Telecom service providers are now required to deploy artificial intelligence-based tools to filter spam communications
In its ongoing efforts to prevent unsolicited commercial communications (UCC), the Telecom Regulatory Authority of India (TRAI) has directed telecom service providers to deploy artificial intelligence (AI) and machine learning (ML) based tools to detect, identify and prevent spam communications.
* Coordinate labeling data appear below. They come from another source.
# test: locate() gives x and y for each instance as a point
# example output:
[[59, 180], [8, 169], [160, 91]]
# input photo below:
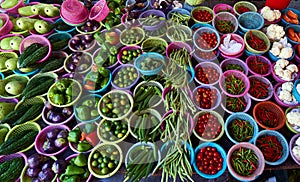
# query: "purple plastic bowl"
[[117, 70], [278, 101], [41, 137], [239, 75], [236, 62], [291, 145], [246, 97], [264, 59], [205, 65], [270, 89]]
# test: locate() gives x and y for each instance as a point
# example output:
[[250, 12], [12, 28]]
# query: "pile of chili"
[[270, 147], [258, 66], [256, 43], [225, 26], [236, 104], [267, 117], [244, 161], [258, 89], [234, 85], [241, 130]]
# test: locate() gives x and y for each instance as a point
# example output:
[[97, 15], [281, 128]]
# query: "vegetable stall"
[[131, 90]]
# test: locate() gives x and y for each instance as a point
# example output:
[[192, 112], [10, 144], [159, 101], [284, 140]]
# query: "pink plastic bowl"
[[41, 137], [36, 39]]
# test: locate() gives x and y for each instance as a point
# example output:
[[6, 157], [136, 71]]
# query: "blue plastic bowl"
[[220, 150], [281, 139], [242, 116], [295, 93], [297, 29], [250, 20], [285, 23], [142, 57], [188, 146], [83, 99], [105, 87]]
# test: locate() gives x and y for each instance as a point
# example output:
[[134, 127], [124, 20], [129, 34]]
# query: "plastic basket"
[[283, 142], [19, 128], [266, 81], [234, 61], [220, 150], [123, 92], [225, 16], [291, 145], [99, 11], [238, 39], [104, 146], [262, 58], [272, 107], [260, 166], [36, 39], [151, 55], [247, 4], [199, 32], [41, 137], [220, 120], [238, 74], [241, 116], [250, 20]]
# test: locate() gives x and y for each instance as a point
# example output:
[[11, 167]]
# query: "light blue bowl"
[[281, 139], [142, 57], [83, 99], [250, 20], [296, 28], [285, 23], [220, 150], [295, 93], [242, 116]]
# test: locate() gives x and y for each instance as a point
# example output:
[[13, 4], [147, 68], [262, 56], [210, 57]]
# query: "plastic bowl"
[[235, 37], [291, 146], [225, 16], [266, 81], [251, 60], [123, 92], [261, 36], [220, 120], [238, 74], [281, 139], [36, 39], [277, 89], [250, 20], [260, 166], [223, 103], [99, 148], [247, 4], [272, 107], [220, 150], [293, 128], [202, 8], [234, 61], [241, 116], [208, 65], [150, 55], [82, 99], [199, 32]]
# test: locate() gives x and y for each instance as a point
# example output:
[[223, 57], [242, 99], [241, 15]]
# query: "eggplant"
[[59, 166], [52, 134], [32, 172], [35, 160], [63, 134], [60, 142], [46, 175]]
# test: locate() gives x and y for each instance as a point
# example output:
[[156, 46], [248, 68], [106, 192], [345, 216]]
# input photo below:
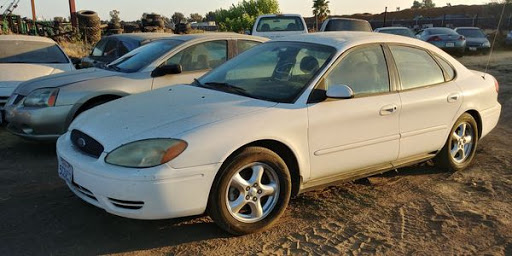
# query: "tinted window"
[[271, 24], [201, 56], [270, 71], [416, 67], [13, 51], [449, 72], [98, 49], [476, 33], [143, 56], [348, 25], [244, 45], [364, 70]]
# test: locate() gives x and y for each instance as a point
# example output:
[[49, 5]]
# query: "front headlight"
[[146, 153], [45, 97]]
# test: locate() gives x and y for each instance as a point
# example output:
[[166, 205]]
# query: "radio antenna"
[[495, 36]]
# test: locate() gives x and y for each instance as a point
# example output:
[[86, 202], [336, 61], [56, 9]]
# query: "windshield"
[[275, 71], [440, 31], [274, 24], [475, 33], [400, 32], [348, 25], [15, 51], [143, 56]]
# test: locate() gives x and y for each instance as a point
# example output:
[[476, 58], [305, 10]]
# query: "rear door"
[[430, 100], [196, 60]]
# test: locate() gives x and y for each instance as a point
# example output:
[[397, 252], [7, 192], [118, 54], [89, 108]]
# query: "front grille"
[[84, 191], [130, 205], [86, 143]]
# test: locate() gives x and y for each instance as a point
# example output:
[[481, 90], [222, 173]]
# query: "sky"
[[133, 9]]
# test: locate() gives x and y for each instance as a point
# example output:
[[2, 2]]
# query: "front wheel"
[[460, 147], [251, 192]]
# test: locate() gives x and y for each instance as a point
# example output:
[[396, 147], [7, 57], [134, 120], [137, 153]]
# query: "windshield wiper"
[[228, 87]]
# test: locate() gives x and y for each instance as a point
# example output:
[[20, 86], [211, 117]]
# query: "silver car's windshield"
[[17, 51], [275, 71], [141, 57]]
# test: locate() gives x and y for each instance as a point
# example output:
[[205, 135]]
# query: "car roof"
[[27, 38], [218, 35], [344, 39]]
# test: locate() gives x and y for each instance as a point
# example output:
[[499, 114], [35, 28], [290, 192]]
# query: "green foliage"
[[242, 16]]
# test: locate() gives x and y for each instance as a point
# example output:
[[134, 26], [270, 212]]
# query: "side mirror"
[[172, 69], [339, 92]]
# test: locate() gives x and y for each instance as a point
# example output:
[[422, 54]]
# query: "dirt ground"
[[419, 210]]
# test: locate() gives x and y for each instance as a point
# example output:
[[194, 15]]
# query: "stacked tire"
[[89, 24]]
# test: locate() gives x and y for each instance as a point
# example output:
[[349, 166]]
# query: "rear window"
[[348, 25], [15, 51], [275, 24]]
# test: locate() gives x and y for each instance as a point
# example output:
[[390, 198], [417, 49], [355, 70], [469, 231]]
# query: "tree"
[[321, 10], [242, 16], [195, 17], [177, 17]]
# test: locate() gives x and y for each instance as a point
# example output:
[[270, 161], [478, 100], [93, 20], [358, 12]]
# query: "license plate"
[[65, 171]]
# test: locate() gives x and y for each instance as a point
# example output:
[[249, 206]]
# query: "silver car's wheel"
[[460, 147], [462, 142], [252, 192]]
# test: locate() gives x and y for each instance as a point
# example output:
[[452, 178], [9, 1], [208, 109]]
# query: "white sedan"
[[282, 118]]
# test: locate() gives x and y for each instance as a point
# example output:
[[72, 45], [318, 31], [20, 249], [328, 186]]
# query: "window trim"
[[431, 54], [391, 76]]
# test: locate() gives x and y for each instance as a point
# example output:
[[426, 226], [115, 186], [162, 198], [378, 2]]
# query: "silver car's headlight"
[[146, 153], [45, 97]]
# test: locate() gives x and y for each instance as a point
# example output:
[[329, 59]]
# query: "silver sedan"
[[43, 108]]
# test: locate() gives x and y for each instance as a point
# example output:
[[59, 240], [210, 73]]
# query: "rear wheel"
[[251, 192], [460, 147]]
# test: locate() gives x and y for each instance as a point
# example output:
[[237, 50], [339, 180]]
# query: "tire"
[[237, 181], [464, 147]]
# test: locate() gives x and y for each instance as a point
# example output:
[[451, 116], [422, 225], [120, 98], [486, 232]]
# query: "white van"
[[279, 25]]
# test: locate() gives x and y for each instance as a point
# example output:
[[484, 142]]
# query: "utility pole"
[[72, 11], [34, 16]]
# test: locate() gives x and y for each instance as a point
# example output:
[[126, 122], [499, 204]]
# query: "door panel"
[[346, 135]]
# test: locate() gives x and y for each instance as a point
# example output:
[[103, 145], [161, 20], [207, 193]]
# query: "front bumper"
[[160, 192], [37, 123]]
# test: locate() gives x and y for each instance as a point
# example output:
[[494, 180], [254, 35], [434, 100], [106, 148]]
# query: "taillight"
[[434, 39]]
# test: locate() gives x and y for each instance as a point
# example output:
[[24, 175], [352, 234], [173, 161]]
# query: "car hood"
[[163, 113], [63, 79]]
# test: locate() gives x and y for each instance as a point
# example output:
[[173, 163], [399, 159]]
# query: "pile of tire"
[[89, 24]]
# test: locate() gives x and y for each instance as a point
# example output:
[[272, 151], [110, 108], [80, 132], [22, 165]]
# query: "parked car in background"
[[346, 24], [26, 57], [446, 39], [508, 40], [400, 31], [285, 117], [43, 108], [279, 25], [476, 39], [112, 47]]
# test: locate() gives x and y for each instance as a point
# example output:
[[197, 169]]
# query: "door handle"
[[388, 110], [454, 97]]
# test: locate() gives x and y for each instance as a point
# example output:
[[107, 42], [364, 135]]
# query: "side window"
[[202, 56], [416, 67], [98, 49], [364, 70], [244, 45], [449, 72], [110, 49]]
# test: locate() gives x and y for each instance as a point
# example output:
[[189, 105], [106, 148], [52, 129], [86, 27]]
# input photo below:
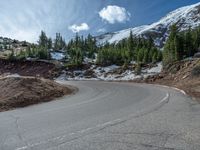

These directions have been issued by TRAI on 13 June 2023 in exercise of its powers under the Telecom Commercial Communications Customer Preference Regulations, 2018. All access providers (i.e., the telecom operators enabling calls and sending of messages) are now required to deploy AI/ML based ‘UCC Detect’ systems capable of evolving constantly to address new signatures, patterns and techniques used by unregistered telemarketers to send spam communication. Such tools should allow the detection of senders of bulk UCC and enable reputation-based analysis of the message sender as well as sharing of intelligence with other access providers using a distributed ledger technology platform. Access providers should also take necessary action against such UCC and share information with law enforcement agencies. These directions are a significant step forward, both as a measure to curb the proliferation of spam messages as well as to demonstrate the government’s willingness to adopt emerging technologies, such as AI-based filtering and distributed ledger technology, for the benefit of the public.
This quarter saw several key developments across the sector. In the cybersecurity space in particular, in addition to the IRDAI, the Indian Computer Emergency Response Team issued new cybersecurity guidelines for government entities, and the Securities and Exchange Board of India issued a consultation paper on consolidated cybersecurity guidelines for its regulated entities. We anticipate further developments along these lines in the coming quarters as well. The Karnataka High Court’s ruling on the government’s powers to block accounts and content also raises interesting issues for the future of internet regulation in India – issues that will come to the fore with the Digital India Bill anticipated to arrive in the coming quarter. The much-awaited Digital Personal Data Protection law has been enacted, and the Indian Telecommunication Bill is also likely to be re-introduced by the central government in due course after accounting for stakeholder comments. Separately, India’s G20 presidency has seen an emphasis by the government on the global adoption of digital public infrastructure, and it will be interesting to see if any strategic engagements in this space will be formalised over the coming quarters.